Squats and burpees are both fantastic exercises, so I’m not going to choose one or the other. Ideally, you’d have both in your training regimen. As a certified personal trainer (CPT), I find that squats are better for working your lower body, especially when you add some resistance. Burpees hit your whole body—especially the upper body—more than squats. It’s worth noting that burpees are considered a cardio exercise, whereas squats are considered a leg-day strength exercise.

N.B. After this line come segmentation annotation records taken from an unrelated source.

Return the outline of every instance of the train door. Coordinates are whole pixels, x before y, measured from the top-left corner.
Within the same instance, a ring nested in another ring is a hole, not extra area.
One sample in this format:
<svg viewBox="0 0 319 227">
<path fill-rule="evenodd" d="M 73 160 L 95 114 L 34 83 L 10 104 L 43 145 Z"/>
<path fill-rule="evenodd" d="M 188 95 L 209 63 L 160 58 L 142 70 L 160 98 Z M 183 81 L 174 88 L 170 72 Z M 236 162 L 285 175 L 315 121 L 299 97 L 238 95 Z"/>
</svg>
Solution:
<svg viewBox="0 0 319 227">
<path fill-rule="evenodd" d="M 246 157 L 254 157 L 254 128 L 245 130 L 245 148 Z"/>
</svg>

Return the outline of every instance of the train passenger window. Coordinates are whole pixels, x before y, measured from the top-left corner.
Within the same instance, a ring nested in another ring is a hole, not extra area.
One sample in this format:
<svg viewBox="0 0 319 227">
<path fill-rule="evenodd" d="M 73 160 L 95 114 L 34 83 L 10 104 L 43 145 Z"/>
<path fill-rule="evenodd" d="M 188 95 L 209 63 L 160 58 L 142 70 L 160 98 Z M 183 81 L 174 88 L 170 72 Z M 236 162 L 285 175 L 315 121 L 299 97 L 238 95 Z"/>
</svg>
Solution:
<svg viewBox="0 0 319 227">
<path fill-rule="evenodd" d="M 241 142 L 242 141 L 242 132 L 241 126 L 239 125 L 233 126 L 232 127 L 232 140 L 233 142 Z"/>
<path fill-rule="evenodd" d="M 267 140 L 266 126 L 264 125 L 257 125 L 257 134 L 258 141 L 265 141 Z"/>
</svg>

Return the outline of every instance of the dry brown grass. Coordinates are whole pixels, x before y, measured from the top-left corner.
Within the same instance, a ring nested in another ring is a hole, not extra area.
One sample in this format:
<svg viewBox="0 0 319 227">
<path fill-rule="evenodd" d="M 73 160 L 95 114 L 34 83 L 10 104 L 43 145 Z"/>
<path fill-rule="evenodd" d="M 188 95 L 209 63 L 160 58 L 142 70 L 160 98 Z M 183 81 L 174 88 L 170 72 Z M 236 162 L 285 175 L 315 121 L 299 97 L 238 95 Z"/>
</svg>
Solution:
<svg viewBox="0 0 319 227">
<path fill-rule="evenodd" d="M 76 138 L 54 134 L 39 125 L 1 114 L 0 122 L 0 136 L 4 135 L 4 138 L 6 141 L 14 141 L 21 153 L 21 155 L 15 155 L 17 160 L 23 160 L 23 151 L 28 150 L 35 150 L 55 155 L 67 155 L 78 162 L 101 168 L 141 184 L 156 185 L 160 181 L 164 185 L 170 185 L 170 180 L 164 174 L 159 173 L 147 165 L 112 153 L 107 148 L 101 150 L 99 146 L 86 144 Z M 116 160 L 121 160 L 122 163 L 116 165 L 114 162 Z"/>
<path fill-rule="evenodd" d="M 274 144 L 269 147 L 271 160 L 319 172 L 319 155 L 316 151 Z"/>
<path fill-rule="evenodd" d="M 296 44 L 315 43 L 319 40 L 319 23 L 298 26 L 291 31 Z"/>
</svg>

  1. Bordoni B, Varacallo M. Anatomy, Bony Pelvis and Lower Limb: Thigh Quadriceps Muscle. [Updated 2023 May 8]. In: StatPearls [Internet]. Treasure Island (FL): StatPearls Publishing; 2024 Jan-. Available from: https://www.ncbi.nlm.nih.gov/books/NBK513334/
  2. Rodgers CD, Raja A. Anatomy, Bony Pelvis and Lower Limb, Hamstring Muscle. [Updated 2023 Apr 1]. In: StatPearls [Internet]. Treasure Island (FL): StatPearls Publishing; 2024 Jan-. Available from: https://www.ncbi.nlm.nih.gov/books/NBK546688/
  3. Binstead JT, Munjal A, Varacallo M. Anatomy, Bony Pelvis and Lower Limb: Calf. [Updated 2023 May 23]. In: StatPearls [Internet]. Treasure Island (FL): StatPearls Publishing; 2024 Jan-. Available from: https://www.ncbi.nlm.nih.gov/books/NBK459362/
  4. Elzanie A, Borger J. Anatomy, Bony Pelvis and Lower Limb, Gluteus Maximus Muscle. [Updated 2023 Apr 1]. In: StatPearls [Internet]. Treasure Island (FL): StatPearls Publishing; 2024 Jan-. Available from: https://www.ncbi.nlm.nih.gov/books/NBK538193/
  5. Wade CI, Streitz MJ. Anatomy, Abdomen and Pelvis: Abdomen. [Updated 2023 Jul 24]. In: StatPearls [Internet]. Treasure Island (FL): StatPearls Publishing; 2024 Jan-. Available from: https://www.ncbi.nlm.nih.gov/books/NBK553104/
  6. McCausland C, Sawyer E, Eovaldi BJ, et al. Anatomy, Shoulder and Upper Limb, Shoulder Muscles. [Updated 2023 Aug 8]. In: StatPearls [Internet]. Treasure Island (FL): StatPearls Publishing; 2024 Jan-. Available from: https://www.ncbi.nlm.nih.gov/books/NBK534836/
  7. Baig MA, Bordoni B. Anatomy, Shoulder and Upper Limb, Pectoral Muscles. [Updated 2023 Aug 28]. In: StatPearls [Internet]. Treasure Island (FL): StatPearls Publishing; 2024 Jan-. Available from: https://www.ncbi.nlm.nih.gov/books/NBK545241/
  8. Tiwana MS, Sinkler MA, Bordoni B. Anatomy, Shoulder and Upper Limb, Triceps Muscle. [Updated 2023 Aug 28]. In: StatPearls [Internet]. Treasure Island (FL): StatPearls Publishing; 2024 Jan-. Available from: https://www.ncbi.nlm.nih.gov/books/NBK536996/
  9. Lu M, Li M, Yi L, Li F, Feng L, Ji T, Zang Y, Qiu J. Effects of 8-week High-Intensity Interval Training and Moderate-Intensity Continuous Training on Bone Metabolism in Sedentary Young Females. J Exerc Sci Fit. 2022 Apr;20(2):77-83. doi: 10.1016/j.jesf.2022.01.001. Epub 2022 Jan 5. PMID: 35096081; PMCID: PMC8762074.